The role of first-contact staff is not to diagnose sepsis. It is to spot when an infection-related contact sounds urgent, record the caller's exact words, and follow the local escalation process without delay.
Possible sepsis may be described as a urine infection, chest infection, wound problem, fever, flu-like illness, rash, recent operation, postnatal infection or simply "something is seriously wrong". The specific label matters less than the warning words and any change in the person's condition.
Why this matters
- Sepsis can deteriorate quickly: delays in urgent action increase risk.
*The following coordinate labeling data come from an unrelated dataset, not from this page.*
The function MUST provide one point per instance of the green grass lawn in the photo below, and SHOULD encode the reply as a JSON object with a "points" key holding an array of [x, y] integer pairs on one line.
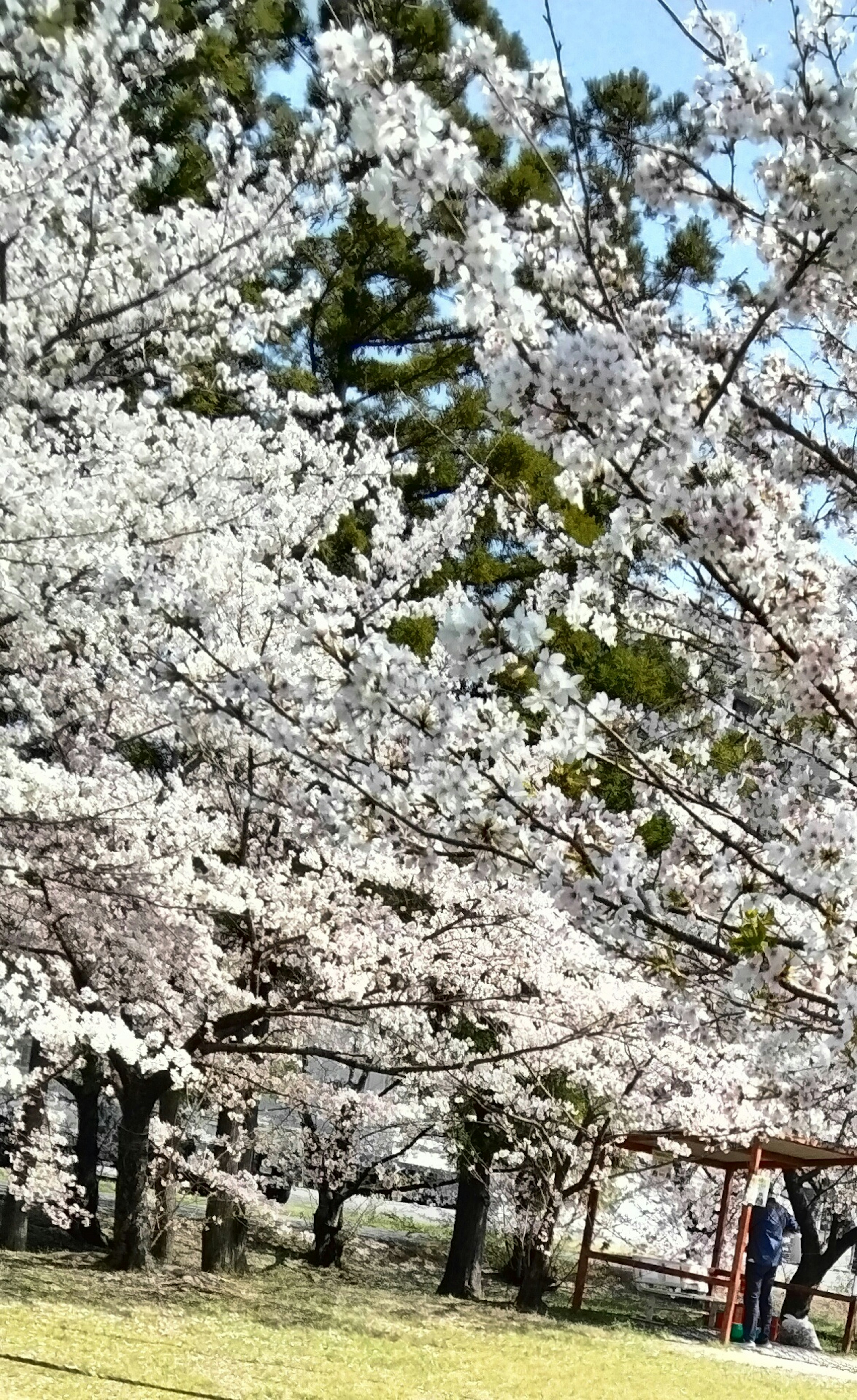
{"points": [[290, 1333]]}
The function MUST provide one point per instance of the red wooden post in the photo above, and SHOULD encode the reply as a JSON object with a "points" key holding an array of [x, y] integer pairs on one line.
{"points": [[719, 1234], [849, 1333], [726, 1328], [586, 1245]]}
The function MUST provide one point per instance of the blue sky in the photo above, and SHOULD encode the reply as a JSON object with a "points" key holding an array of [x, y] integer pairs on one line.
{"points": [[600, 35]]}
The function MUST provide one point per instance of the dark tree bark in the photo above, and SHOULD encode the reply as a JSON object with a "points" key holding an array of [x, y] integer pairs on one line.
{"points": [[538, 1212], [86, 1090], [513, 1269], [163, 1241], [537, 1275], [132, 1227], [815, 1259], [226, 1227], [327, 1230], [463, 1276], [15, 1224]]}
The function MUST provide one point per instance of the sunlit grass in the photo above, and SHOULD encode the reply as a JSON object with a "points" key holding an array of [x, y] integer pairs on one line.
{"points": [[290, 1333]]}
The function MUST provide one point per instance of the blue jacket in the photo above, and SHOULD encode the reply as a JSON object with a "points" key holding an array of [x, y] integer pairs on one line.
{"points": [[768, 1226]]}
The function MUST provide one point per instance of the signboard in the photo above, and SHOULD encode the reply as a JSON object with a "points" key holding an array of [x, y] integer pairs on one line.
{"points": [[758, 1189]]}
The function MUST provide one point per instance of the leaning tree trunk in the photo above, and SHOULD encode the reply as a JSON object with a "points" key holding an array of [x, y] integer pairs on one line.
{"points": [[537, 1272], [463, 1276], [815, 1261], [87, 1097], [226, 1226], [327, 1230], [15, 1224], [132, 1227], [166, 1188], [540, 1213]]}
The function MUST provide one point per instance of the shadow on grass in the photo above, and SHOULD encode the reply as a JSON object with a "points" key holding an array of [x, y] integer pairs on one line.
{"points": [[121, 1381]]}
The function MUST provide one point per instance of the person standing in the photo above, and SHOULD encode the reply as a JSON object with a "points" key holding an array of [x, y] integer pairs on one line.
{"points": [[769, 1224]]}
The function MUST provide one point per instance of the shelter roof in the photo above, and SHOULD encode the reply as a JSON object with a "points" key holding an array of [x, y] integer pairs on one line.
{"points": [[783, 1153]]}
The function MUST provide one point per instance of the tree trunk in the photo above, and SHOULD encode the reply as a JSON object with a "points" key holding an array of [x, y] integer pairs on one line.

- Early wording may be non-specific: people may report feeling very unwell, confused, weak, cold, clammy or "not themselves".
- Different groups show risk differently: babies, children, older adults and pregnant or recently pregnant people may describe or show symptoms differently.
- Reception staff need clear boundaries: recognise and escalate; do not diagnose or provide clinical triage.
- Good records support urgent care: exact words, times, locations and actions help clinicians respond safely.
A simple safety spine
- Notice infection plus deterioration
- Stay within role
- Use the local route
- Record the exact words
- Hand over clearly
- Close the loop
Frontline staff should recognise infection-related warning words, ask factual questions without making clinical judgements, use urgent routes, record and hand over information accurately, and ensure possible sepsis does not return to routine workflow.